President Barack Obama has long wanted to engage Iran. In his inaugural address, he said he was willing to "extend a hand if you are willing to unclench your fist."
Over and over, Iran's rulers have demonstrated that they are not willing. The president should reach out again — but this time to the Iranian people, not those who oppress them.
Iran's economy is crumbling. The energy-rich nation today produces only half as much oil as it did before the 1979 revolution. Mismanagement is the main reason. But because of American and European sanctions, exports of the oil the regime does manage to produce are down by 40 percent compared with a year ago.
On July 1, a European oil embargo went into effect. Tens of millions of barrels of unsold Iranian oil are already being stored in tankers offshore. There's no room to store more. Iran's currency, the rial, is down by half. Consumer prices have risen by an estimated 40 percent. Unemployment is rising, too, especially among the young.
The American president needs to explain to ordinary Iranians why this is happening to them, why it will get worse, and who is to blame.
He might begin by noting that negotiations between Iran and the West have gone nowhere because Iran's rulers have been unwilling to halt a nuclear weapons program that egregiously violates international law. And last week, Iran's Majlis speaker, Ali Larijani, issued yet another threat to America, Europe and Israel: "Today, the time has come for the disappearance of the West and the Zionist regime — which are two dark spots in the present era — from the face of the universe."
But this, too, happened last week: Iran's state television news published an online poll showing 63 percent of Iranians favor abandoning the nuclear program in exchange for lifting sanctions. Authorities quickly pulled those results down from the Web but screenshots prove they were there.
Saba Farzan, a German-Iranian expert on the Islamic Republic, told my colleague, Benjamin Weinthal: "For nearly a decade, the Iranian regime and its apologists around the globe have created a myth that Iran's civil society stands behind the regime's nuclear program. Now, that myth has been fortunately buried once and forever — ironically, through a poll the Iranian regime established itself."
Obama should say, regretfully, that continued intransigence by Iranian rulers guarantees that economic pressure will increase. He should announce his support for legislation introduced by Rep. Ted Deutch (D-Fla.), Rep. Robert Dold (R-Ill.) and Sen. Mark Kirk (R-Ill.) that would blacklist the entire Iranian energy sector as a "zone of primary proliferation concern."
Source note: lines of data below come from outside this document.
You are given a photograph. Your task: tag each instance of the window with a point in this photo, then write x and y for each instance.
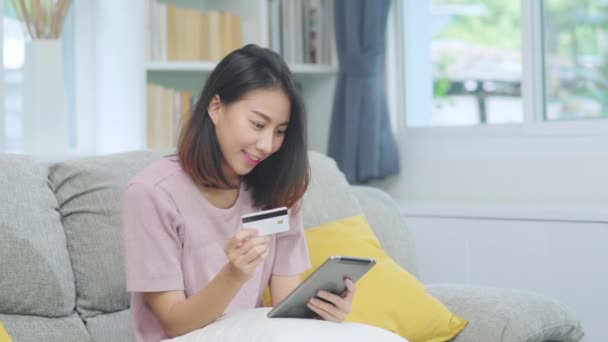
(575, 59)
(476, 62)
(489, 62)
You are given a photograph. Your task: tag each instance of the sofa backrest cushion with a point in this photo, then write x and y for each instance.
(36, 274)
(329, 196)
(89, 192)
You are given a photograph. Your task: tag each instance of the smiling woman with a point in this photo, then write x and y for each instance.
(188, 258)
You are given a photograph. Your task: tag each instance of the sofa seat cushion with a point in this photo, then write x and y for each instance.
(254, 326)
(36, 328)
(111, 327)
(89, 192)
(3, 334)
(37, 276)
(387, 296)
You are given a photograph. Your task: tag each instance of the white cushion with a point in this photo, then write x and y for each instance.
(254, 326)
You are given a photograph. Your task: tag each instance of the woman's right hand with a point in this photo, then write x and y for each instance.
(245, 251)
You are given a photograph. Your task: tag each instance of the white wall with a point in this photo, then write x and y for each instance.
(119, 94)
(500, 207)
(565, 261)
(497, 169)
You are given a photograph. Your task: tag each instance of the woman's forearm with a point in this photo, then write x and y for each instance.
(205, 306)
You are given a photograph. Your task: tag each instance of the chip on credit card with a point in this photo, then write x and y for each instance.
(267, 221)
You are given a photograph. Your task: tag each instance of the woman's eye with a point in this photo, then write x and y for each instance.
(257, 125)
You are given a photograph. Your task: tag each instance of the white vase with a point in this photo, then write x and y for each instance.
(44, 125)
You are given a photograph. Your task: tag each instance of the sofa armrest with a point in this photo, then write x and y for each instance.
(507, 315)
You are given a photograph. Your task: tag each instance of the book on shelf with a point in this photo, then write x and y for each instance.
(182, 34)
(167, 112)
(302, 31)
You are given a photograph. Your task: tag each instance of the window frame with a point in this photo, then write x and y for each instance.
(413, 57)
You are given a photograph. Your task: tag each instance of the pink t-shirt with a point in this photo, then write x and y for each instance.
(174, 240)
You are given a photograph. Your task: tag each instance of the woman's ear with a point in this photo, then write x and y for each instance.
(215, 109)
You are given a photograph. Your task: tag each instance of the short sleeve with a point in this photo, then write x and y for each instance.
(291, 256)
(153, 248)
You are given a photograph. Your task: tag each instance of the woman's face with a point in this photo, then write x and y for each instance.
(251, 129)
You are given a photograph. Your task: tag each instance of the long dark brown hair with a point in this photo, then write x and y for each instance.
(282, 178)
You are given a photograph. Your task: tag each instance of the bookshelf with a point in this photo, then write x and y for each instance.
(176, 69)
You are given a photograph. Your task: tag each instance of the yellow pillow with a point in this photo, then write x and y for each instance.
(387, 296)
(4, 335)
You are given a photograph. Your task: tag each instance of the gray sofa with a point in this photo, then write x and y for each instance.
(61, 258)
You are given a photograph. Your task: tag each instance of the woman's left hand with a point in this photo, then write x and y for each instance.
(338, 307)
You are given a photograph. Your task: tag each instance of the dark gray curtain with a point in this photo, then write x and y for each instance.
(361, 140)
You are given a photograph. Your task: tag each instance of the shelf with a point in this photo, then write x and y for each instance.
(202, 66)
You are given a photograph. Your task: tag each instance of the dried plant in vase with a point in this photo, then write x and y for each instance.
(43, 19)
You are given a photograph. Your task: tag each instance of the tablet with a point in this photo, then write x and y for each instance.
(328, 277)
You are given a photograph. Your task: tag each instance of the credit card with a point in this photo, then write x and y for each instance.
(268, 221)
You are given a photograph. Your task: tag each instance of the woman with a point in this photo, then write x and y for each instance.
(188, 260)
The president should say he looks forward to the day when the great Iranian people has leaders concerned with the welfare of ordinary Iranians. He would recall 2009, when brave Iranians, protesting fraudulent elections, took to streets, shouting "Death to the dictators!" and asking: "Obama, are you with us or against us?" He would acknowledge that he wishes he had answered without equivocation.
Finally, he would reaffirm that it is "unacceptable" for Iran's current rulers to have nuclear weapons He would reiterate what he said in accepting his Nobel Peace Prize: "(T)hat force is sometimes necessary is not a call to cynicism — it is a recognition of history, the imperfections of man, and the limits of reason." Should Iran's rulers leave Americans no alternative, Obama would emphasize, they will bear the responsibility.
Such a speech should be followed by other measures in support of Iranians willing to take the risks necessary to replace a regime that has failed domestically, a regime that has been at war with the U.S. since it seized our embassy in 1979; a regime that four years later instructed Hezbollah to suicide-bomb the U.S. Marine barracks in Beirut; a regime that has facilitated the killings of hundreds of Americans in Iraq and Afghanistan; a regime that plotted to blow up a restaurant in Washington, D.C., just last year.
The real Iranian problem is not nuclear weapons, any more than the real problem in Europe in the 1940s was Zyclon B. The real problem is the Jihadist regime that embraces a doctrine of Islamic supremacy, bellicosity and oppression.
As sanctions bite more deeply, and Iran's rulers talk threateningly of the West's "disappearance" while illegally assembling weapons that could facilitate achieving that goal, the least an American president should do is explain to the Iranian people the crisis their rulers are fomenting.